Lim Tong Lim vs PFGI (Engage in commercial fishing case)


 Started with Php 3.35M financed by a loan. Is this a valid contribution?
The contribution of a partner may be in the three forms of money, property and industry, or
any two or one of them. A partnership may, therefore, exist even if it is shown that
the partners have not contributed any capital of their own to a “common fund’’ for the
contribution may be in the form of credit or industry not necessarily cash or fixed assets.

Evidence of Partnership:
1. Contribution in the form of credit and industry
2. Lim approached Yao, already partners with Chua, to engage in commercial fishing
3. Compromise Agreement agreeing to split the profit or evenly pay the loss of the sale of
the boats

Evangelista vs CIR (3 sisters tax case)


 Is contribution and intent to divide the profits enough to form a partnership?
No. There has to be:
1. An intent to form a partnership
2. General participation in both profit and loss
3. Community of interest as far as 3rd persons are concerned enabling each party to
manage the whole property

In this case, the 2nd and 3rd requirements are surely there. However, the intent to form the
partnership is derived from the following evidences:
1. The fund did not exist beforehand. There was an effort to create the fund for the
purpose of profit
2. Investments were a SERIES of transactions
3. The lots were not residential
4. Managed by one person similar to a business
5. The condition existed for more than 15 years

Estanislao vs CA (Gas station case)


 Is proof of contribution necessary?
Yes. The proof here is the Php15,000 pledge of capital in the joint affidavit which was cancelled
as it was duplicated in another contract with Shell. But the other contract did not mention of it
being a capital investment because of Shell’s policy of sole dealership.
Nevertheless there was an intent to form a partnership because of the following evidences:
1. Petitioner’s written authority for his sister to examine the books of their common
business
2. His sister assisted in the business
3. The siblings contributed to a common fund, the Php15,000 advanced rentals due to
their co-ownership of the leased land

Heirs of Lim vs Lim (Trucking business case)
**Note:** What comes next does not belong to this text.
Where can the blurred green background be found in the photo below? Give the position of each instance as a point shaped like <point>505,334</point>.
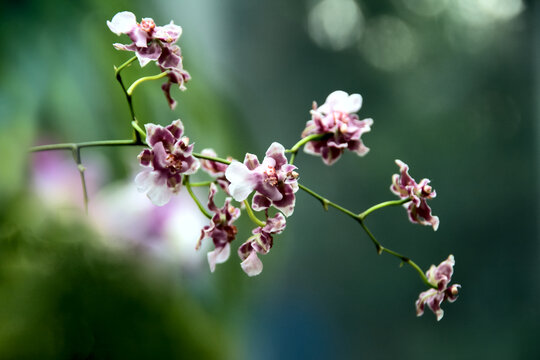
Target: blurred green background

 Additional evidences of partnership:
1. Wielding absolute control of the business without intervention
2. All properties in the questioned partner’s name
3. No salary received
4. No demand of periodic accounting

Torres vs CA (Subdivision 2 sisters case)


 Is the requirement of an inventory under Art. 1773 absolute?

No. Art. 1773 will not make the partnership agreement void for purposes of liability within the
partnership i.e. no involvement of 3rd persons.

The purposes of Art. 1773 is to protect 3rd persons such as creditors so that they would know
the value of the partnership and know which properties they can go after. In this case, there is
no involvement of any 3rd persons so voiding the partnership agreement would be unnecessary.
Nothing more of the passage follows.